The cost of nested methods

ScalaMethods

Scala Problem Overview


In Scala one might define methods inside other methods. This limits their scope of use to inside of definition block. I use them to improve readability of code that uses several higher-order functions. In contrast to anonymous function literals, this allows me to give them meaningful names before passing them on.

For example:

class AggregatedPerson extends HashSet[PersonRecord] {
  def mostFrequentName: String = {
    type NameCount = (String, Int)
    def moreFirst(a: NameCount, b: NameCount) = a._2 > b._2
    def countOccurrences(nameGroup: (String, List[PersonRecord])) =
      (nameGroup._1, nameGroup._2.size) 

    iterator.toList.groupBy(_.fullName).
      map(countOccurrences).iterator.toList.
      sortWith(moreFirst).head._1
  }
}

Is there any runtime cost because of the nested method definition I should be aware of?

Does the answer differ for closures?

Scala Solutions


Solution 1 - Scala

During compilaton, the nested functions are moveFirst and countOccurences are moved out to the same level as mostFrequentName. They get compiler synthesized names: moveFirst$1 and countOccurences$1.

In addition, when you refer to one of these methods without an argument list, it is lifted into a function. So map(countOccurences) is the same as writing map((a: (String, List[PersonRecord])) => countOccurences(a)). This anonymous function is compiled to a separate class AggregatedPerson$$anonfun$mostFrequentName$2, which does nothing more than forward to countOccurences$.

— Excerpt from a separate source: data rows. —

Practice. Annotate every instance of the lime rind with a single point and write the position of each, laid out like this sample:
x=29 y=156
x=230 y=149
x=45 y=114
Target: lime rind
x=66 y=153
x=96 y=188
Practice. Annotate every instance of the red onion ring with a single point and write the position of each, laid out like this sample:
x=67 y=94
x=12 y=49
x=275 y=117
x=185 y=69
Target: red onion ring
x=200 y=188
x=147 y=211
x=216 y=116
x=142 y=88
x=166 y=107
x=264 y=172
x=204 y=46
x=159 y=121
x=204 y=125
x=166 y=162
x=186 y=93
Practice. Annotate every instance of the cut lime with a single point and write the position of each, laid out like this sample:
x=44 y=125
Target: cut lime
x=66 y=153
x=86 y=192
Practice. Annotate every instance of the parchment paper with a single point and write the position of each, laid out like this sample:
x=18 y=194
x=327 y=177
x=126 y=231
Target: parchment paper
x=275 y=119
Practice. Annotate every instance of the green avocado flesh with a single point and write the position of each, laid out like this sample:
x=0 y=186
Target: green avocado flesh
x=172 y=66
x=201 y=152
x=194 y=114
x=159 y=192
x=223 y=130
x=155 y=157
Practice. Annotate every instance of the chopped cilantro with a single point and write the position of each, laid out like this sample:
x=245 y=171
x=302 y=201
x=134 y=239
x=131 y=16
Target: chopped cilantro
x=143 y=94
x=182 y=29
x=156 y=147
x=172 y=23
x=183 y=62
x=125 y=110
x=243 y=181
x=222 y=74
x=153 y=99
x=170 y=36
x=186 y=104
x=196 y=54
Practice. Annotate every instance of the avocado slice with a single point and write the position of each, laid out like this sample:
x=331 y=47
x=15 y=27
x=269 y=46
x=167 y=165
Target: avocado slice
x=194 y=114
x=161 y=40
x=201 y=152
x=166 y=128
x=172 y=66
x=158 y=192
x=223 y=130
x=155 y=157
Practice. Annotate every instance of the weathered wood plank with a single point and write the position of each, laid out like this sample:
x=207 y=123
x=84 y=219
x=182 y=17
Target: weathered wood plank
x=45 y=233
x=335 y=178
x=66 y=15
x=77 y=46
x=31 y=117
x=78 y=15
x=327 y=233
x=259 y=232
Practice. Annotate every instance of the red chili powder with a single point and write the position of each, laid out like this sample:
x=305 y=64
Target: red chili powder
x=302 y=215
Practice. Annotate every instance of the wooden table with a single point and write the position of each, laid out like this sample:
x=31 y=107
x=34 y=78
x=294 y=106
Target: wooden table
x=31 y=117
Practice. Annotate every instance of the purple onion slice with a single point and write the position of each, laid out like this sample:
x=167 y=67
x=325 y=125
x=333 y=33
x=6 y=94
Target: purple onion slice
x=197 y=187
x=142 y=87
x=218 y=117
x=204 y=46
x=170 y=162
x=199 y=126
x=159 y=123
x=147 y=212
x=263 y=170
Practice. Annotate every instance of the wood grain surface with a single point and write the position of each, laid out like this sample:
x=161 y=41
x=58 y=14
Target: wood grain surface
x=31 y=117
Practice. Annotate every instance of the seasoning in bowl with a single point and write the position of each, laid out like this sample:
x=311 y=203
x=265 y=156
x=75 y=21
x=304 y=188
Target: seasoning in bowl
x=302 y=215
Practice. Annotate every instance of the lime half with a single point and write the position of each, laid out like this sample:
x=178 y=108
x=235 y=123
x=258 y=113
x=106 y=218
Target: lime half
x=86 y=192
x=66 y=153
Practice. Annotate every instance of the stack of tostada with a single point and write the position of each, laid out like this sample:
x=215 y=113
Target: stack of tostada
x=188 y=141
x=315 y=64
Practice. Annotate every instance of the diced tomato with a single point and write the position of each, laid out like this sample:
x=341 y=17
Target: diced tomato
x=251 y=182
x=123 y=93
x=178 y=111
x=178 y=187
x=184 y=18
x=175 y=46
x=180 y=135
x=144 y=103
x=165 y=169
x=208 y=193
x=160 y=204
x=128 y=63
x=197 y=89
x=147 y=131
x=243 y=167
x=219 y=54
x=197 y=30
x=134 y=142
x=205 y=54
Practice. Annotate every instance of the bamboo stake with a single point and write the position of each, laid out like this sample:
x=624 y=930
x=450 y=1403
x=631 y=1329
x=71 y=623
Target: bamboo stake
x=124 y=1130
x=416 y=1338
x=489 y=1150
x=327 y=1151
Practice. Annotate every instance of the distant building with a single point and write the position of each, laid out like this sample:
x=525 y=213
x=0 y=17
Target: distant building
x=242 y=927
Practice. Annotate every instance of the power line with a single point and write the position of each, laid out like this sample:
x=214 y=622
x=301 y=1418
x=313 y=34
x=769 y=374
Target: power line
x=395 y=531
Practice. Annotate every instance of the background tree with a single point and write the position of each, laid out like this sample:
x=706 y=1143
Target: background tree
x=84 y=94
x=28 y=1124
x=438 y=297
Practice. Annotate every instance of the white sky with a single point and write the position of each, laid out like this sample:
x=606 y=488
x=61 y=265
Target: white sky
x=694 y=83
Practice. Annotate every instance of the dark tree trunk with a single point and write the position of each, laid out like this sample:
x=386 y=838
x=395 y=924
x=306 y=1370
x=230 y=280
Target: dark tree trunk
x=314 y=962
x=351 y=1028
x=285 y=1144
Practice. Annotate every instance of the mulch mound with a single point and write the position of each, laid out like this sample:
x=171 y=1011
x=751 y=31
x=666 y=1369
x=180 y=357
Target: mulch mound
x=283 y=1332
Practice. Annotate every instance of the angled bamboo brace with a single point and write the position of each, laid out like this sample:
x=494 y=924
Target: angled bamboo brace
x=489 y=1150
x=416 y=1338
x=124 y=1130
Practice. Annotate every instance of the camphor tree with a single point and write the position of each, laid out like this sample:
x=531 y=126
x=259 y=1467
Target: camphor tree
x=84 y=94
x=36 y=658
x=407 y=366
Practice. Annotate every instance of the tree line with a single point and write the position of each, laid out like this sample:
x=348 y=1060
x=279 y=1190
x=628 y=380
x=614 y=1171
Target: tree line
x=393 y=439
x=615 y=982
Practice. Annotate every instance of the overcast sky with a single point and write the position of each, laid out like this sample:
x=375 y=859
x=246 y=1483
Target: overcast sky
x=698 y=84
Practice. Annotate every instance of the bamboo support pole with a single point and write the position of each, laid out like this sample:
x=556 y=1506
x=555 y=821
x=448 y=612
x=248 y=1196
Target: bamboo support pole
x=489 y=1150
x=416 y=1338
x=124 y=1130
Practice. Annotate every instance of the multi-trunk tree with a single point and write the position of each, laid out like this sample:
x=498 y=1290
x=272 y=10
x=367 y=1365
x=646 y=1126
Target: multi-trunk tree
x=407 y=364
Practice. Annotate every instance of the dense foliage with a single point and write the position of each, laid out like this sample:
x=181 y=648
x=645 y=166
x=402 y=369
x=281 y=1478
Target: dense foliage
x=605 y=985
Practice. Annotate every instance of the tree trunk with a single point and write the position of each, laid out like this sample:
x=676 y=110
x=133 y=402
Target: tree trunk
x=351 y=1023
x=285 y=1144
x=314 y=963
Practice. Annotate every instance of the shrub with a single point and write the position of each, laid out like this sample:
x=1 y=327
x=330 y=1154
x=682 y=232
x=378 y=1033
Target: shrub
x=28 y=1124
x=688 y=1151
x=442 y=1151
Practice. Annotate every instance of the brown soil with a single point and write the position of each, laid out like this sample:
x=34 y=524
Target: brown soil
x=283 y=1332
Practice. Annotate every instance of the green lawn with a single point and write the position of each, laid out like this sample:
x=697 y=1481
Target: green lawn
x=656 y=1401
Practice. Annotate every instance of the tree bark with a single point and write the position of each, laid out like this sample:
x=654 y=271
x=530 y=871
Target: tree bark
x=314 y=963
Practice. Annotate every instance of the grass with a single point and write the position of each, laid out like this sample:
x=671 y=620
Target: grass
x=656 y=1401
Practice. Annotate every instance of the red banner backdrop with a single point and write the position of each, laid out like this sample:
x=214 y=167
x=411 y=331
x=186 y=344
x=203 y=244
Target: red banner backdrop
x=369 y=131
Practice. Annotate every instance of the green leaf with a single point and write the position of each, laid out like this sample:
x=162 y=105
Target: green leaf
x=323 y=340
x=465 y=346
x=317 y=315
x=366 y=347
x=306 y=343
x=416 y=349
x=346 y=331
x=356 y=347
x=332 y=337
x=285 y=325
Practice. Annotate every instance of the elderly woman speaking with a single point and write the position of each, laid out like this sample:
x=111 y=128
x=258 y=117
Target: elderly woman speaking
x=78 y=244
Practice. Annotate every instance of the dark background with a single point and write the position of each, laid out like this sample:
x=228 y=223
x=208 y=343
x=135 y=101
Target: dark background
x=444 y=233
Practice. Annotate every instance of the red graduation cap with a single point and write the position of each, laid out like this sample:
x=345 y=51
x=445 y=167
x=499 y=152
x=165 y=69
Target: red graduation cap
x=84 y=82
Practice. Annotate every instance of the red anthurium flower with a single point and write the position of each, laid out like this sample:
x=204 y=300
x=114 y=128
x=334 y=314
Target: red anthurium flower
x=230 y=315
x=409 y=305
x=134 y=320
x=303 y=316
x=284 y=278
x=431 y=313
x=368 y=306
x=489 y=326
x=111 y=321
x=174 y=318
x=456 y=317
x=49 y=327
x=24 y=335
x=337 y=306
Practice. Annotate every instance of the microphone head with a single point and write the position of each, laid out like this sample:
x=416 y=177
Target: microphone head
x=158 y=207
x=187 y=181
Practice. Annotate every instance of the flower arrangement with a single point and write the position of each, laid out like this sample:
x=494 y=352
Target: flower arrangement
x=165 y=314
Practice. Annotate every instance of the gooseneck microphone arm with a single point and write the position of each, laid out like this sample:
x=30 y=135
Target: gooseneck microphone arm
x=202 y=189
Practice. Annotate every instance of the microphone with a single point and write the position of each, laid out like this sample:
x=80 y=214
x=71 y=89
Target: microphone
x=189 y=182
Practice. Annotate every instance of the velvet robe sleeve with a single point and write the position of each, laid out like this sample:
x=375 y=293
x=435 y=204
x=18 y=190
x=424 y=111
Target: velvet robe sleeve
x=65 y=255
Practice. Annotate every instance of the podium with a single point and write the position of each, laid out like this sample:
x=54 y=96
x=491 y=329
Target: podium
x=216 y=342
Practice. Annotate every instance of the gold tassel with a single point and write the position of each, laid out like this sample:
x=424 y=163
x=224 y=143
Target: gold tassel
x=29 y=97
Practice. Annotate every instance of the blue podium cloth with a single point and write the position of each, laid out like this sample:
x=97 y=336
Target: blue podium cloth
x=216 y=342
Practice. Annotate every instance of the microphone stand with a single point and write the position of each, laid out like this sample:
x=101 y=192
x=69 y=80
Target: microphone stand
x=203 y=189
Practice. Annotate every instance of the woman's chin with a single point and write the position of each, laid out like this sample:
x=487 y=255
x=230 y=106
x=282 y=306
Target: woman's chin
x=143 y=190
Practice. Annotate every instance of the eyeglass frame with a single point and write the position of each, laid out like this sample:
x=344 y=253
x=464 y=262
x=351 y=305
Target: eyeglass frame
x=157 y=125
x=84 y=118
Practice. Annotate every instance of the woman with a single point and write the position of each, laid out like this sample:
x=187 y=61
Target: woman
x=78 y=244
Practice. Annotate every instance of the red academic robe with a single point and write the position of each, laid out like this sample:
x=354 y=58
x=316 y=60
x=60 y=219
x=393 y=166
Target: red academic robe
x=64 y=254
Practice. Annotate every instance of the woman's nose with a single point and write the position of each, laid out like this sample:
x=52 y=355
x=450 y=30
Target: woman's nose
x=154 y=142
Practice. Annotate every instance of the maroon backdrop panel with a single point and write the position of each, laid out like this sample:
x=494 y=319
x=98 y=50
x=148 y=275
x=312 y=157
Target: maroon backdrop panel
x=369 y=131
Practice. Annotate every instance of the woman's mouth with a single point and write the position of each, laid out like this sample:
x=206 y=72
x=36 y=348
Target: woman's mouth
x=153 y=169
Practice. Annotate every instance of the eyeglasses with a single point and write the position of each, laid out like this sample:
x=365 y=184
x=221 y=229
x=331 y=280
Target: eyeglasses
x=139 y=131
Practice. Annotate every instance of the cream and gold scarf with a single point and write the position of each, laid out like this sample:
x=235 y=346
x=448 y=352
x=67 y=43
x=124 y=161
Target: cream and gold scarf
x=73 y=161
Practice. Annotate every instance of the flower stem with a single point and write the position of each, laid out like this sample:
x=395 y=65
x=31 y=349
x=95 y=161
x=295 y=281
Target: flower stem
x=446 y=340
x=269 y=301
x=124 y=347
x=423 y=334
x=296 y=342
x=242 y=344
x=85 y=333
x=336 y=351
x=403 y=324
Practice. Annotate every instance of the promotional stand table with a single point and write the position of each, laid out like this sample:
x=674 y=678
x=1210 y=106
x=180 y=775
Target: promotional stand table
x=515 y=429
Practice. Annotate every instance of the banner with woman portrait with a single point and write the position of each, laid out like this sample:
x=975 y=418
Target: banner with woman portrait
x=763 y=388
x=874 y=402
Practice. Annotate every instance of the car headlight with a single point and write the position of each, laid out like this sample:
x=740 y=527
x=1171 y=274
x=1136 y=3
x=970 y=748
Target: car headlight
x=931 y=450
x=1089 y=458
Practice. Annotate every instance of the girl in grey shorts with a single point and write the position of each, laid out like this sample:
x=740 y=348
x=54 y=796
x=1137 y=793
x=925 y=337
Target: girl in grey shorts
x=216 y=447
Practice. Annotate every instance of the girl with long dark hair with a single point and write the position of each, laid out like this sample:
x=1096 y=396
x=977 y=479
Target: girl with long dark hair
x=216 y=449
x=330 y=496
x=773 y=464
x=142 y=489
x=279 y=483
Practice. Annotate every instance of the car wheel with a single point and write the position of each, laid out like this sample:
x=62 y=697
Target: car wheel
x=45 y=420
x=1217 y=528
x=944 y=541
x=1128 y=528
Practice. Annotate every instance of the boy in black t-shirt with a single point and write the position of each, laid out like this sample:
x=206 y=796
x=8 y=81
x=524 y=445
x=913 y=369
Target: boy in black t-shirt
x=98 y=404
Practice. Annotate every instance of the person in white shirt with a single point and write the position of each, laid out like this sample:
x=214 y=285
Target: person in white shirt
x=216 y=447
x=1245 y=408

As a side note, the process of lifting the method to a function is called Eta Expansion. It is triggered if you omit the argument list in a context where a function type is expected (as in your example), or if you use _ in place of the entire argument list, or in place of each argument (val f1 = countOccurences _ ; val f2 = countOccurences(_).

If the code was directly in the closure, you would have one fewer method call in your stack, and one fewer synthetic method generated. The performance impact of this is likely to be zero in most cases.

I find it to be a fantastically useful tool to structure code, and consider your example very idiomatic Scala.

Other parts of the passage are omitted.